Em particular, a água é fortemente sub valorizada em muitos países. Serão necessários o desenvolvimento dos mercados
de água e vários tipos de ações de recuperação de custos para corrigir esta
situação. No caso da terra, serão necessários instrumentos tais como o imposto
de pasto e melhores ações institucionais para um acesso controlado. A remoção
de subsídios para a produção pecuária provavelmente melhorará a eficiência
técnica - na Nova Zelândia, uma redução drástica nos subsídios para a
agricultura durante os anos 80 ajudou a criar uma das indústrias de gado mais
eficientes e amigas do ambiente. O desaparecimento das distorções de preço nos
insumos (nas matérias-primas) e o nível do produto irão minimizar o uso de
recursos naturais, mas poderão por si
só não ser suficientes.
O
relatório “A Longa Sombra da Pecuária” refere que as implicações ambientais
devem ser explicitamente consignadas no quadro político.
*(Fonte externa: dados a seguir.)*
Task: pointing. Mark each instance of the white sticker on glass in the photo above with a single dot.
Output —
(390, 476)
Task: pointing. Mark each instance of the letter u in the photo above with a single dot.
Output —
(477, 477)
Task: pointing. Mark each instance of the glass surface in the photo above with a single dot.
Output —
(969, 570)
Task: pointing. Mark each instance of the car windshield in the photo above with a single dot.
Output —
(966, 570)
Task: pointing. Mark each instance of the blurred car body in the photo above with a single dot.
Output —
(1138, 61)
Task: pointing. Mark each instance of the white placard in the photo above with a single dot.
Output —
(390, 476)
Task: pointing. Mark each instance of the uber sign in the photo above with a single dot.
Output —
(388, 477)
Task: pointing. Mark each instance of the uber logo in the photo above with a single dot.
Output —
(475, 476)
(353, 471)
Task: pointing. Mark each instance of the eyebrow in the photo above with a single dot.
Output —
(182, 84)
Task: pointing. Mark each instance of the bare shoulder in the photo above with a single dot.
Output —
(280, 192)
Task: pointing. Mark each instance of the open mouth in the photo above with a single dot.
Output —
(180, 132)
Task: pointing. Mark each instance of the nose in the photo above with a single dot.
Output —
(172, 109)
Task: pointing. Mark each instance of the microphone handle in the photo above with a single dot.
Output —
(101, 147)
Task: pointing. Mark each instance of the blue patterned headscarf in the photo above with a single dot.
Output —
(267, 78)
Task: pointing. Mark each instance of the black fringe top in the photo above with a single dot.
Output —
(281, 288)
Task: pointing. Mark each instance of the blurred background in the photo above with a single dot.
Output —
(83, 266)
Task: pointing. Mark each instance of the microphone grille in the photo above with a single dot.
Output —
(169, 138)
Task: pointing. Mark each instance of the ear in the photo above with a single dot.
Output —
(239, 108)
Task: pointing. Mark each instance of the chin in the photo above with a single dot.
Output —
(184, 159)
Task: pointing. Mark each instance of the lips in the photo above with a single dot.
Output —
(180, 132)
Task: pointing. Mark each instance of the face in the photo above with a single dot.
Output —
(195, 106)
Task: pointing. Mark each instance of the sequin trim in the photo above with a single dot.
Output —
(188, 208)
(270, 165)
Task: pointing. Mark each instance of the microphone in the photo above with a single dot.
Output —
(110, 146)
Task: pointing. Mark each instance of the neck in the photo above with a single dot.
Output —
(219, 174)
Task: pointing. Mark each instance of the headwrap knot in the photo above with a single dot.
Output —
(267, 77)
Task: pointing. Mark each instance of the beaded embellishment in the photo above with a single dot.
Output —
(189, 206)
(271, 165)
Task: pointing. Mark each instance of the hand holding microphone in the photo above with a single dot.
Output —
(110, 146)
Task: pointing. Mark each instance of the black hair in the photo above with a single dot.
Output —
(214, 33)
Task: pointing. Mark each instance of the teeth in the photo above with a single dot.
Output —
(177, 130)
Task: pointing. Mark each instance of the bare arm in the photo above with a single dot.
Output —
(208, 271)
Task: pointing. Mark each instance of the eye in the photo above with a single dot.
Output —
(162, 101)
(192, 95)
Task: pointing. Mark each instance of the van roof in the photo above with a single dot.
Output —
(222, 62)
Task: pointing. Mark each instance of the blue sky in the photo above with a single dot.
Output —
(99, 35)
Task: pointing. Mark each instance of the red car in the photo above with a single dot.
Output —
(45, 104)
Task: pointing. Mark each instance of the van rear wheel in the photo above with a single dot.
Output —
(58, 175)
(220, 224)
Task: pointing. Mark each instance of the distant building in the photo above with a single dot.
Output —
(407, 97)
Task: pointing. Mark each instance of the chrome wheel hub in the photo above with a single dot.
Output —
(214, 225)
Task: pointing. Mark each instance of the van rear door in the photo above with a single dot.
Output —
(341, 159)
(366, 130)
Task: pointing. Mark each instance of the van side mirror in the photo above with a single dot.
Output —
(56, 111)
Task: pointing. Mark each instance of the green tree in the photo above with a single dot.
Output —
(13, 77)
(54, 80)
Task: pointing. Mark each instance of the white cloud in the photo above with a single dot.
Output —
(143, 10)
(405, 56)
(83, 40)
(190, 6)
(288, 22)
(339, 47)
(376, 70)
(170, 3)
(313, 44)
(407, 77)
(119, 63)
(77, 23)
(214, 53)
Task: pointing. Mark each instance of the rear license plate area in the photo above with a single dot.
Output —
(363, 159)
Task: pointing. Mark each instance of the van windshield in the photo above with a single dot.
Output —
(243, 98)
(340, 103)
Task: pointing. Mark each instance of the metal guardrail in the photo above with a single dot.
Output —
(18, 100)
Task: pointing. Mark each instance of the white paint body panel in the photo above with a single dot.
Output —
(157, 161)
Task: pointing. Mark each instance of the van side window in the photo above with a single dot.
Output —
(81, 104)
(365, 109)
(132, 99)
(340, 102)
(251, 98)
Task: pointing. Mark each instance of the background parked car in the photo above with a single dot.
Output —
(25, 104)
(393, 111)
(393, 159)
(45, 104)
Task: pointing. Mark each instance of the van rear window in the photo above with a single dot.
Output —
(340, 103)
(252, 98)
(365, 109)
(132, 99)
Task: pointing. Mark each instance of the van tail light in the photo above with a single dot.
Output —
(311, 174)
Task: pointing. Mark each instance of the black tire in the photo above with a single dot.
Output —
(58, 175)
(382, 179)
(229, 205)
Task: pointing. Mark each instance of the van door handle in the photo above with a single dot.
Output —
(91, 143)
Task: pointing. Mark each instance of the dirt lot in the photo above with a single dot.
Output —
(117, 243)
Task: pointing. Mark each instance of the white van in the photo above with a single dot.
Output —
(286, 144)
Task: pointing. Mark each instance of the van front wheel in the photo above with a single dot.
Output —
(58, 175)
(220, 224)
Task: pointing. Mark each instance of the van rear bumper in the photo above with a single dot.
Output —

Os produtores de
pecuária que cumprem os serviços ambientais devem ser recompensados, seja pelo
imediato beneficiário (tais como os utilizadores de riachos que beneficiam de
uma melhor qualidade e quantidade de água) ou pelo público em geral. Os serviços
que devem ser recompensados são os que incluem a gestão de terra ou o uso de
terra que restaure a biodiversidade e, igualmente, os que façam uma gestão de
pasto que contribua para a sequestração do carbono. Os esquemas de compensação
também precisam de ser desenvolvidos entre os fornecedores de água e
eletricidade para que adoptem estratégias que reduzam a sedimentação dos
reservatórios de água.
De forma semelhante, os produtores de pecuária que
descarregam resíduos nos cursos de água ou que libertam amônia para a atmosfera
deveriam pagar pelos danos que causam. O princípio “poluidor pagador” não
representaria uma questão insuperável para os poluidores, dada a procura de
produtos derivados da pecuária.
Pressão do Consumidor:
Finalmente, a FAO, afirma que o sector da pecuária é frequentemente orientado
por diversos objetivos políticos, e os decisores acham difícil atender
simultaneamente aos assuntos econômicos, sociais, de saúde e ambientais. O fato
de que tantas pessoas dependem da pecuária para o seu sustento limita as opções
políticas disponíveis, e conduz a dificuldades negociais.
A informação,
a comunicação e a educação terão um papel fundamental em estimular a “vontade de
agir”. Com uma forte e crescente influência, os consumidores serão a fonte mais
provável de pressão política e comercial “para que a pecuária se torne mais
sustentável”. Para já, a crescente consciência da ameaça ao ambiente está a
traduzir-se numa necessidade cada vez maior de serviços ambientais: "Esta
necessidade estende-se desde as preocupações imediatas - tais como reduzir a
praga de moscas e os odores - à necessidade intermédia de despoluir a água e o
ar, e depois irá estender-se a preocupações ambientais de longo prazo, que
incluem as alterações climáticas e a perda da biodiversidade”.